On Fri, 16 Jun 2006 16:38:55 -0400, David Abrahams
Gennaro Prota
writes: On Thu, 15 Jun 2006 18:01:20 -0400, David Abrahams
wrote: My proposal represents a much bigger change to the language,
And even that is questionable. David's proposal isn't so "small" as it may appear at first, IMHO. And the syntax burden is enourmous.
?? David's? Do you mean Herb's?
Sorry, I thought the proposal was by Daveed (and not "David") Vandevoorde, because his name appears in the upper right corner of the first page. And the text talks about Herb in third person.
So you'll remove regex??
From what? Sorry, but what _are_ you talking about?
Keep your hair on, that was a quip, as you said one could directly use Perl ;)
Seriously, I find that your proposal is well thought out, clear and "natural". Is there anything we can do to claim attention on it?
Attend the next committee meeting. Get on the evolution group mailing list and discuss it there in the meantime. Submit the proposal for the mid-term mailing, and most especially for the pre-meeting mailing.
Attending the meeting is absolutely beyond me. Can one join the evolution group list anyway?
BTW, while reading it I noticed a few typos:
* this practice worked reasonably well, and is still being used /effecively/ for preprocessor macros
*unlikely to compile correctly if a prefix were /ommitted/
Thanks.
* (possibly) explicit namespace new_std:: Is the :: intended?
Yes.
Yes, it's intended? What's the difference with the other examples, where "::" doesn't appear?
The fact that the paper hasn't had much consideration surprises me. From what I've come to know from electronic contacts with them, I guess Bjarne and Peter Dimov, just to cite two, would be quite favourable to it.
You don't know Bjarne very well, then.
Very true, unfortunately.
And Peter Dimov has never been to a meeting, so I'm usually representing his point of view, not the other way around.
And I thought he was in the CWG :-(
BTW, have you considered something like
mutable swap using mutable swap;
for unqualified using-declarations? I find the second quite expressive.

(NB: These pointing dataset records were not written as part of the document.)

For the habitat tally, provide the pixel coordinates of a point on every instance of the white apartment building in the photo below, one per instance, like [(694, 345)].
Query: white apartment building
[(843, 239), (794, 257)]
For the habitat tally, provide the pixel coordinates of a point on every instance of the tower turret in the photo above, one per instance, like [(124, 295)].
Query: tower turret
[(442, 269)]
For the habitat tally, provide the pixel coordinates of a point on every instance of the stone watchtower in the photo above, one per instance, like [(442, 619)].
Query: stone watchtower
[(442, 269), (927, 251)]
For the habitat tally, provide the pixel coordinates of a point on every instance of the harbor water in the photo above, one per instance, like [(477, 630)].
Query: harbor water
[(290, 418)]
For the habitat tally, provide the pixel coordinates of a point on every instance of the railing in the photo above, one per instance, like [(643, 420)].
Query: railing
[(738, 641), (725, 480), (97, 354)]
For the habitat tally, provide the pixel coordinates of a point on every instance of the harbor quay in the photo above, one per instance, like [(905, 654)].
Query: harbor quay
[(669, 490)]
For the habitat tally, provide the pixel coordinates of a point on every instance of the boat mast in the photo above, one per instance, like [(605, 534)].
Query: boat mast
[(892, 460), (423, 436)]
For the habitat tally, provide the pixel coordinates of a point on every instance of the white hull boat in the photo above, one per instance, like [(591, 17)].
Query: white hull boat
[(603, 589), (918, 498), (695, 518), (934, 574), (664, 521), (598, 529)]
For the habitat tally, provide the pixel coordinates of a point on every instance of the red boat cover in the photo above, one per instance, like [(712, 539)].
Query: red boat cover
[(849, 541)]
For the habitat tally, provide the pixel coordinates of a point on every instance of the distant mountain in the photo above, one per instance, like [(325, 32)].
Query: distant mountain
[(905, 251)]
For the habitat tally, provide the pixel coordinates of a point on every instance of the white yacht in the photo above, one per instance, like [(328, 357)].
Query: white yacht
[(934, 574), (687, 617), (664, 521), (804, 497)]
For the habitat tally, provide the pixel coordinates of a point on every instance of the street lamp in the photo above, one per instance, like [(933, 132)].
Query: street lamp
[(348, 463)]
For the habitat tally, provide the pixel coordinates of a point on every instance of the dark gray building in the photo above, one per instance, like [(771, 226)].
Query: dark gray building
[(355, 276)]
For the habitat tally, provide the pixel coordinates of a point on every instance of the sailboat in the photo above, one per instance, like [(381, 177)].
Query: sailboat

What does the mutable keyword add, and how is it semantically appropriate?
Strictly speaking it adds nothing. It would "just" make the construct stand out more, and distinguishable at first sight from a normal using declaration. Mutable was just chosen among the available keywords as the one which more closely could suggest the idea of a function call which can mutate, "adapting" itself to the type of the arguments. Of course if we were totally free to choose words we would probably go for something like enable ADL on swap; Oh, I think I found another typo here (not sure what the fix is): "Since they are perfectly easy, and will unintended ADL will pass unnoticed through all but the most sadistic tests"... Sincerely, --Gennaro.